Notes et explications


(1) OLKE
Ομοφυλοφιλική Λεσβιακή Κοινότητα Ελλάδας
Omofylofilikí̱ Lesviakí̱ Koinóti̱ta Elládas
Communauté des Homosexuels et des Lesbiennes de Grèce
Une des principales associations lgbt de Grèce, très active dans le domaine de la lutte des droits.


(2) Ancienneté de l’utilisation du terme « lesbiennes »
Là, il n’a pas entièrement tort: cette désignation est récente, mais elle n’est pas de notre fait. Ce ne fait pas non plus quelques décennies, mais quelques siècles.
Et oui, pas de chance pour lui une fois de plus, l’origine de cet emploi est parfaitement connue.
Dans son ouvrage Vies des dames galantes, Pierre de Bourdeille, dit Brantôme, (publié en 1665, à titre posthume, 50 ans après la mort de l’auteur) évoque les femmes mariées qui trompent leur époux avec d’autres femmes. Il désigne celles-ci sous l’appellation de « lesbiennes » en évoquant la sexualité de Sappho (Bin, oui, quand même, il fallait qu’elle soit à l’origine de la chose quand même…). L’ouvrage connut un grand succès et répandit cette appellation.
Et voilà, l’origine du terme de « lesbiennes » est bien française AOC, ça donne presque envie de le défendre par fierté nationale. (Bon, là, j’abuse un peu, mais bon, quand même…)

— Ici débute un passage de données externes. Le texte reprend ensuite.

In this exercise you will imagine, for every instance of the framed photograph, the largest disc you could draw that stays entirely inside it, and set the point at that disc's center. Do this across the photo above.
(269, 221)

En 1870, le terme de « lesbian » pour désigner une homosexuelle est tellement répandu qu’il apparait pour la première fois dans le dictionnaire d’Oxford (L’intégral, pas l’abrégé auquel fait référence Lambrou.).


(3) notre identité nationale
Au delà que ça rappelle de sombres souvenirs récents en France, il parle par là de l’identité lesbienne et non grecque.